Easy Labs
SDKsRuby

Authentication

How to authenticate requests from your server.

Every request to Easy Labs is authenticated with a single secret API key sent in the X-Easy-Api-Key header. The SDK attaches it for you on every call, so you never construct headers by hand.

Two key prefixes exist:

PrefixEnvironmentBase URL
sk_test_…Sandboxhttps://sandbox-api.itseasy.co/v1/api
sk_live_…Livehttps://api.itseasy.co/v1/api

The SDK resolves the base URL from the key prefix — pass a sk_test_… key and you're on sandbox, no flag required. Keys are server-side secrets; never ship them to a browser or mobile app.

Initializing with an API key

require "easy_sdk"

client = EasyLabs::Client.new(api_key: ENV.fetch("EASY_API_KEY"))
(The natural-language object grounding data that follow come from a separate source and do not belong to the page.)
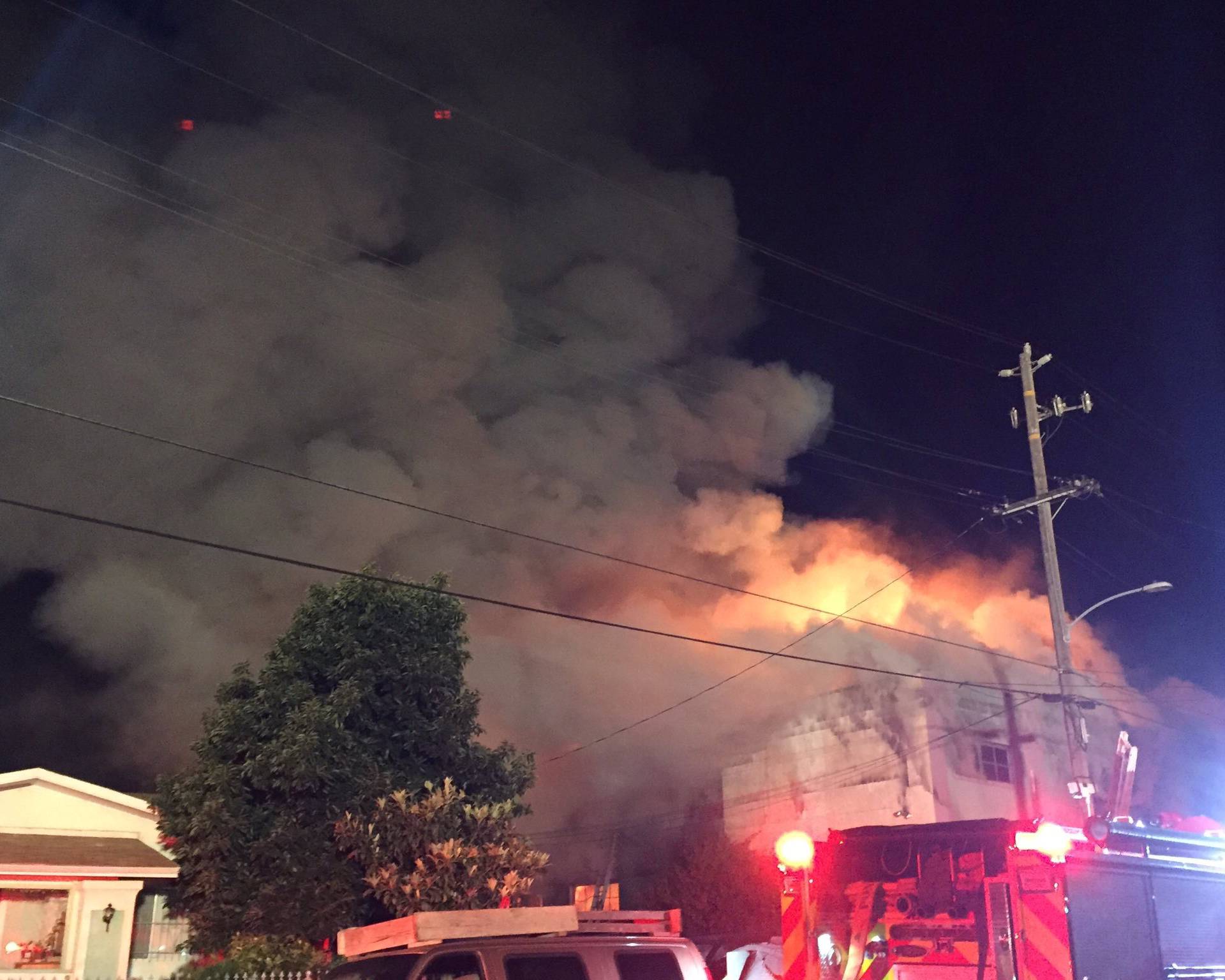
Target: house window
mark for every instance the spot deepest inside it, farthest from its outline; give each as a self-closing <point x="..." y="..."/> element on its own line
<point x="32" y="929"/>
<point x="994" y="762"/>
<point x="154" y="932"/>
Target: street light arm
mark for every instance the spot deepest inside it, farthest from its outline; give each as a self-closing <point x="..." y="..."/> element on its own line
<point x="1150" y="588"/>
<point x="1109" y="599"/>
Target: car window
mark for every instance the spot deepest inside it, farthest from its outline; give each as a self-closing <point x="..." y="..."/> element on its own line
<point x="659" y="965"/>
<point x="378" y="968"/>
<point x="452" y="967"/>
<point x="544" y="968"/>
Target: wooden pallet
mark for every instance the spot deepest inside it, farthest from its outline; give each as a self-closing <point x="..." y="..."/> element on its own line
<point x="429" y="928"/>
<point x="434" y="926"/>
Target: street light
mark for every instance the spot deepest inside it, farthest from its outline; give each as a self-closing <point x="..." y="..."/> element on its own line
<point x="1152" y="588"/>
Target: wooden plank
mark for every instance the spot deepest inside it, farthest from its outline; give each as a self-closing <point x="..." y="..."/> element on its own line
<point x="449" y="925"/>
<point x="433" y="926"/>
<point x="351" y="942"/>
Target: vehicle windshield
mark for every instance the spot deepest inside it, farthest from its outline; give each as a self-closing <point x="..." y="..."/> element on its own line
<point x="376" y="968"/>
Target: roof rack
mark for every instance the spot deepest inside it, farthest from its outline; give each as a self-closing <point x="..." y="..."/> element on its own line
<point x="431" y="928"/>
<point x="631" y="923"/>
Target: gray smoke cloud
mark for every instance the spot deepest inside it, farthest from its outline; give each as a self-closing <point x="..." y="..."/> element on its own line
<point x="426" y="310"/>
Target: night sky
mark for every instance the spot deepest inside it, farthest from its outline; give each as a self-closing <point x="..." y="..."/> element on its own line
<point x="1045" y="172"/>
<point x="1041" y="172"/>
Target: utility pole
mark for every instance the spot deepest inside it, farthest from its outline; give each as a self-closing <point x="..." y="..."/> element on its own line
<point x="1073" y="717"/>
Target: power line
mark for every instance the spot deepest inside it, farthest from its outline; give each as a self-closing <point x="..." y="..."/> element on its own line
<point x="446" y="173"/>
<point x="408" y="298"/>
<point x="468" y="597"/>
<point x="671" y="378"/>
<point x="868" y="435"/>
<point x="960" y="490"/>
<point x="316" y="264"/>
<point x="740" y="673"/>
<point x="1089" y="561"/>
<point x="754" y="800"/>
<point x="487" y="526"/>
<point x="611" y="182"/>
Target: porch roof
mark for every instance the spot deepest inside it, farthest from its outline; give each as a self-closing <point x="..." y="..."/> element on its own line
<point x="84" y="857"/>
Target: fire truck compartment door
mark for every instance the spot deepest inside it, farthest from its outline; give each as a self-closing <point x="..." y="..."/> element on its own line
<point x="1190" y="916"/>
<point x="1110" y="923"/>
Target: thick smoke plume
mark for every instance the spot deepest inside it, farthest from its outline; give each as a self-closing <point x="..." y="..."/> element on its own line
<point x="429" y="311"/>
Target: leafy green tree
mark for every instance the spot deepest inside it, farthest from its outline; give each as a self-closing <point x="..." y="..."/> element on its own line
<point x="362" y="695"/>
<point x="254" y="956"/>
<point x="440" y="852"/>
<point x="720" y="886"/>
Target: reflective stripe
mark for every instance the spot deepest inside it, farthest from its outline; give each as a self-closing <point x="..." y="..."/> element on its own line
<point x="793" y="939"/>
<point x="1044" y="936"/>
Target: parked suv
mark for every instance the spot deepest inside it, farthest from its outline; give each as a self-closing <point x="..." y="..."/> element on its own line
<point x="574" y="956"/>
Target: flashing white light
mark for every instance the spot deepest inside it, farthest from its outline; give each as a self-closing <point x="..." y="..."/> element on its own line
<point x="1049" y="840"/>
<point x="796" y="849"/>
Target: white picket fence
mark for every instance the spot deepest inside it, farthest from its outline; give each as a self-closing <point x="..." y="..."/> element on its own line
<point x="271" y="976"/>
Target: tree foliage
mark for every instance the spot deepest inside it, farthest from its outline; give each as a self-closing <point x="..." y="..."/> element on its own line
<point x="254" y="956"/>
<point x="438" y="850"/>
<point x="723" y="887"/>
<point x="363" y="694"/>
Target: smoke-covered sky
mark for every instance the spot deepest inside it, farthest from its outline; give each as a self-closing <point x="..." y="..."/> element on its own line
<point x="331" y="281"/>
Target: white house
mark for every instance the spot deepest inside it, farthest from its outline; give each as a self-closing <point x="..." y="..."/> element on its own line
<point x="82" y="882"/>
<point x="917" y="752"/>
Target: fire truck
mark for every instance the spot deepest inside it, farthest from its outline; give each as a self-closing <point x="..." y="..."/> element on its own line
<point x="1000" y="900"/>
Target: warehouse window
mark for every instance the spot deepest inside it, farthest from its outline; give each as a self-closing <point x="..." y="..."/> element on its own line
<point x="994" y="762"/>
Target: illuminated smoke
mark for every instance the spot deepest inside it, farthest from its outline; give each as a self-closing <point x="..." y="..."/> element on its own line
<point x="523" y="390"/>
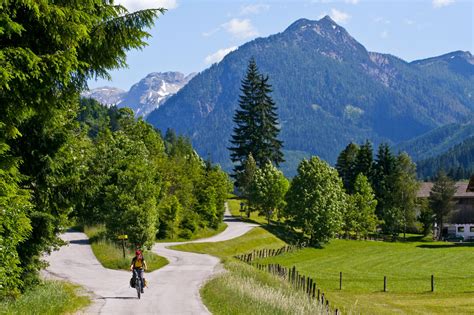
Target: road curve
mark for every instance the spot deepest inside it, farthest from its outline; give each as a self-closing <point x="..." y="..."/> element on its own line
<point x="173" y="289"/>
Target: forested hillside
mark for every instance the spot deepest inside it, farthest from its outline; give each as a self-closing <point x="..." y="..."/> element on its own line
<point x="437" y="141"/>
<point x="329" y="91"/>
<point x="457" y="162"/>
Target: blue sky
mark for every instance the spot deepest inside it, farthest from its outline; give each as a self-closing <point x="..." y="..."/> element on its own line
<point x="193" y="34"/>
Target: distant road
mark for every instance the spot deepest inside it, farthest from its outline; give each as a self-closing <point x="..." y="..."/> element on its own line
<point x="173" y="289"/>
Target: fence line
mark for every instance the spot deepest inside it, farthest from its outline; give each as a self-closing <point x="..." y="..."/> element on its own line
<point x="291" y="275"/>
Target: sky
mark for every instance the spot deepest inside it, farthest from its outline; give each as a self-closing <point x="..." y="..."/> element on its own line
<point x="194" y="34"/>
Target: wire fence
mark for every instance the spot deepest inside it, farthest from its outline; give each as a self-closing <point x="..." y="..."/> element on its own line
<point x="300" y="282"/>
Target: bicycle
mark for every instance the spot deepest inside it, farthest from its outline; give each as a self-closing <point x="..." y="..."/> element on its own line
<point x="138" y="283"/>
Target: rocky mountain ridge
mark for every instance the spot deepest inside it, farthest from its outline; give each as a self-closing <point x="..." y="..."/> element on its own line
<point x="144" y="96"/>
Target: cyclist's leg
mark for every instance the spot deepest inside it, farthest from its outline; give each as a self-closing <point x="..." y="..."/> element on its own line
<point x="141" y="274"/>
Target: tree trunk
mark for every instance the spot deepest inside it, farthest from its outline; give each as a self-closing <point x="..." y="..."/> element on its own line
<point x="440" y="231"/>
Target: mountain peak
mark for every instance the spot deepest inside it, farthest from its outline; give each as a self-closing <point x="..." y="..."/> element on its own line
<point x="327" y="19"/>
<point x="327" y="38"/>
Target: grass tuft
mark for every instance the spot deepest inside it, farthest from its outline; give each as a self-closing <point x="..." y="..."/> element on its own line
<point x="49" y="298"/>
<point x="110" y="254"/>
<point x="244" y="290"/>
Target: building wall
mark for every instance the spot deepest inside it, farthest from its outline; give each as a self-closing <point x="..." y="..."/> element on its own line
<point x="466" y="230"/>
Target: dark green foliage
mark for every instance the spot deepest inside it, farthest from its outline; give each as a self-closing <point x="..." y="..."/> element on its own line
<point x="359" y="217"/>
<point x="436" y="141"/>
<point x="255" y="132"/>
<point x="345" y="166"/>
<point x="247" y="176"/>
<point x="47" y="53"/>
<point x="457" y="162"/>
<point x="441" y="199"/>
<point x="426" y="216"/>
<point x="267" y="191"/>
<point x="394" y="182"/>
<point x="364" y="161"/>
<point x="315" y="201"/>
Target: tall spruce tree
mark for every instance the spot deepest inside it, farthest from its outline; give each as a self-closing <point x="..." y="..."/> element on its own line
<point x="256" y="122"/>
<point x="345" y="165"/>
<point x="441" y="199"/>
<point x="48" y="51"/>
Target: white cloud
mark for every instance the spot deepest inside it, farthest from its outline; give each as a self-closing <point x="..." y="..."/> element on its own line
<point x="381" y="20"/>
<point x="442" y="3"/>
<point x="333" y="1"/>
<point x="211" y="32"/>
<point x="135" y="5"/>
<point x="240" y="28"/>
<point x="254" y="9"/>
<point x="339" y="16"/>
<point x="218" y="55"/>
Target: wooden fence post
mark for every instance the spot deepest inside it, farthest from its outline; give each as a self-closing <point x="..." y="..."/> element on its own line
<point x="340" y="280"/>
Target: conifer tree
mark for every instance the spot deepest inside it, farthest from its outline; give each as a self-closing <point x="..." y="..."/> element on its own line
<point x="441" y="199"/>
<point x="256" y="122"/>
<point x="345" y="165"/>
<point x="364" y="161"/>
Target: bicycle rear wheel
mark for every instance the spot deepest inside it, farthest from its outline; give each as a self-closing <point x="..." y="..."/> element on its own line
<point x="138" y="285"/>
The constructor calls GET /validate-key and raises EasyLabs::AuthenticationError if the key is rejected. It also caches the returned BasisTheory public key on client.basis_theory_public_api_key for tokenisation flows.

Overriding the base URL

For internal testing against a custom deployment you can override the resolved URL with internal_api_url: — this skips the prefix-based routing entirely:

EasyLabs::Client.new(
  api_key:          ENV.fetch("EASY_API_KEY"),
  internal_api_url: "https://api.staging.example.com/v1/api"
)

Use this only when you need it; the default resolution is correct for sandbox and live.

Rotating keys

Easy Labs API keys can be rotated without downtime. The recommended flow:

  1. Issue a new key in the dashboard. The old key keeps working.
  2. Deploy a new build that reads the new key from EASY_API_KEY (or whatever env var you use). New EasyLabs::Client instances will validate against the new key.
  3. Once the rollout is complete, revoke the old key in the dashboard.

Because EasyLabs::Client is a plain object, no global state needs to be flushed — replacing the env var and restarting the process is enough.

Multi-tenant authentication

There is no global state in this SDK — EasyLabs::Client holds the API key as instance state. Build one client per tenant and dispatch on it:

class TenantClients
  def self.for(tenant)
    @clients ||= {}
    @clients[tenant.id] ||= EasyLabs::Client.new(api_key: tenant.easy_api_key)
  end
end

TenantClients.for(tenant).customers.create(email: "...")

Clients are cheap to keep around (a single HTTP wrapper plus lazily constructed resource objects), but the constructor does make one /validate-key call. Cache the instance per tenant rather than building a new one on every request.

Idempotency keys

For mutation endpoints, pass an Idempotency-Key header by setting it on the underlying HTTP layer. See Error handling › Idempotency keys.